Jadilah para pemimpin ini seperti
tikus yang masuk perangkap. Satu persatu pemimpin ini tewas dibunuh para
teroris, dan akhirnya menyisakan perdana menteri Inggris yang baru dan presiden
Asher. Saat perdana menteri Inggris berhasil diamankan (proses pengamanannya pun tidak diceritakan detil, hanya dibawa masuk ke dalam katedral St. Paul saja), tinggallah Asher menjadi sasaran tunggal para teroris. Seperti sudah bisa ditebak, Asher kemudian bergantung pada kepiawaian
bertarung dan bertahan hidup dari Banning.

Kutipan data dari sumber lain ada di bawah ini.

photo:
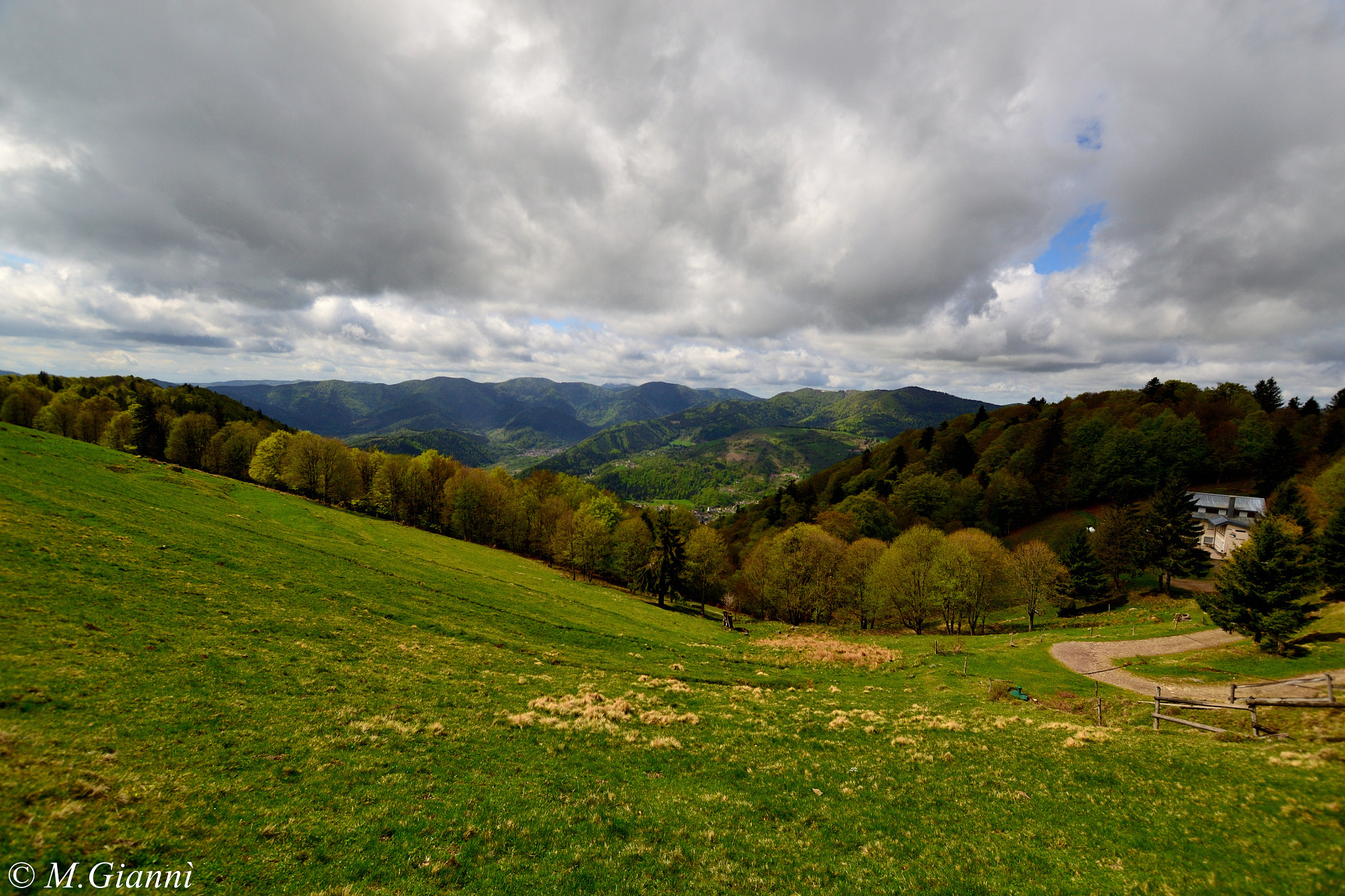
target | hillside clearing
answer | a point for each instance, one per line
(298, 699)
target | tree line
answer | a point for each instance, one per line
(1003, 469)
(858, 561)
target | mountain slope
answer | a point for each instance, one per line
(548, 413)
(873, 414)
(295, 699)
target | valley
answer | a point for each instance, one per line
(298, 699)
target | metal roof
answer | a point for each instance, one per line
(1222, 503)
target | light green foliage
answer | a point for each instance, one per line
(707, 563)
(1331, 486)
(188, 438)
(793, 576)
(338, 704)
(268, 464)
(606, 509)
(1040, 576)
(908, 578)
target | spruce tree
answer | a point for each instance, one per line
(1289, 501)
(1331, 553)
(663, 575)
(1268, 395)
(1173, 536)
(1087, 582)
(1261, 589)
(1278, 464)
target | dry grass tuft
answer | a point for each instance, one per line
(822, 649)
(667, 717)
(1088, 736)
(667, 684)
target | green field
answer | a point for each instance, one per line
(300, 700)
(1320, 647)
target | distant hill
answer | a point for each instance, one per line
(872, 414)
(474, 450)
(531, 412)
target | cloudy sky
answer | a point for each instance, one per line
(994, 199)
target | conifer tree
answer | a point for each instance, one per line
(1289, 501)
(663, 574)
(1278, 464)
(1261, 589)
(1173, 536)
(1087, 582)
(1116, 542)
(1332, 553)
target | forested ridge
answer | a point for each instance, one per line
(880, 413)
(1006, 468)
(903, 536)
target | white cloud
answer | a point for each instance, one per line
(761, 195)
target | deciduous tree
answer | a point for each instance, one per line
(906, 578)
(1039, 574)
(1172, 536)
(1086, 584)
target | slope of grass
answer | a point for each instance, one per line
(300, 700)
(1319, 648)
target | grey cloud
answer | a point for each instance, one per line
(831, 191)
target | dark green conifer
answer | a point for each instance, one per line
(1087, 582)
(1173, 536)
(1332, 553)
(1261, 589)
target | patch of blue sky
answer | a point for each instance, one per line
(565, 324)
(11, 259)
(1090, 136)
(1070, 247)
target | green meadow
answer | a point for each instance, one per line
(301, 700)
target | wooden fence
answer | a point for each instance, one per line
(1248, 703)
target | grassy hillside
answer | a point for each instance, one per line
(300, 700)
(474, 450)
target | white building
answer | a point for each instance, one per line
(1227, 521)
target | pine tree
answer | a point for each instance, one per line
(1087, 582)
(1278, 464)
(1173, 536)
(1268, 395)
(1289, 501)
(1331, 553)
(1262, 586)
(1115, 543)
(663, 575)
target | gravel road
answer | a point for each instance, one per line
(1095, 658)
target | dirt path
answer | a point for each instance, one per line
(1095, 658)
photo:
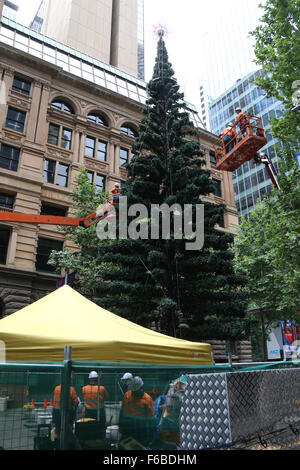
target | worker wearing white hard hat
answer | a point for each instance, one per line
(137, 413)
(94, 396)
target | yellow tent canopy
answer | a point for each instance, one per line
(40, 331)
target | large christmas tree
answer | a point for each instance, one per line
(159, 279)
(191, 293)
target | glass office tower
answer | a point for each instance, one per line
(251, 181)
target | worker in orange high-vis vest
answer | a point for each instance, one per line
(229, 137)
(243, 122)
(94, 396)
(137, 413)
(56, 416)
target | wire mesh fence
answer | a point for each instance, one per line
(181, 407)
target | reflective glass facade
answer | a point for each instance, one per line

Memang tidak ada yang istimewa
dari rangkaian cerita, namun penonton pasti akan mengernyit bingung pada
serangan teroris yang terjadi begitu saja tanpa penggambaran yang jelas. Mungkin
ini ditujukan untuk membuat penonton menerka-nerka sendiri. Boleh lah kalau
memang penjahat di sekuel ini ada keterkaitannya dengan sekuel pertama, lha ini
enggak sama sekali karena di sekuel pertama (Olympus Has Fallen), penjahatnya
berasal dari Korea Utara. Semua seperti terjadi begitu saja.
London Has Fallen banyak
mengambil setting kota London, dan
peperangan yang terjadi di sini adalah perang kota, berbeda dengan Olympus Has
Fallen yang mengambil setting di
Gedung Putih. Diceritakan pula bahwa kepolisian sudah disusupi, sehingga muncul
perintah dari Scotland Yard untuk melakukan sortir kepada setiap anggota polisi,
manakah yang telah berkhianat, mana yang tidak. Sayangnya, eksekusi instruksi ini juga tidak
diperlihatkan dengan detil.
Tidak pula digambarkan keadaan
darurat militer, yang ada malah situasi kota yang dibuat sepi dan gelap
(listrik telah dilumpuhkan kelompok teroris) dan seluruh warga diminta untuk tinggal di rumah tanpa terlihat personel militer yang berjaga. Suatu keadaan yang menurut saya
lebih cocok untuk situasi darurat bencana virus dan sejenisnya. Padahal untuk
menghadapi teror militer semacam ini, bukankah seharusnya menggunakan kekuatan
militer juga?
Anyway, saya bukan pula pengamat
sipil dan militer, jadi bisa saja unek-unek saya itu tak beralasan dan
asumsi-asumsi saya ini keliru.
Secara keseluruhan, London Has Fallen
memang tidak memberi kepuasan dari segi plot, percakapan-percakapan, dan juga
hal-hal teknis yang memberikan pengalaman tersendiri saat menonton. Tapi ya itu tadi,
hal-hal semacam ini memang bukanlah yang paling utama saya cari ketika menonton
film action, melainkan unsur hiburannya saja.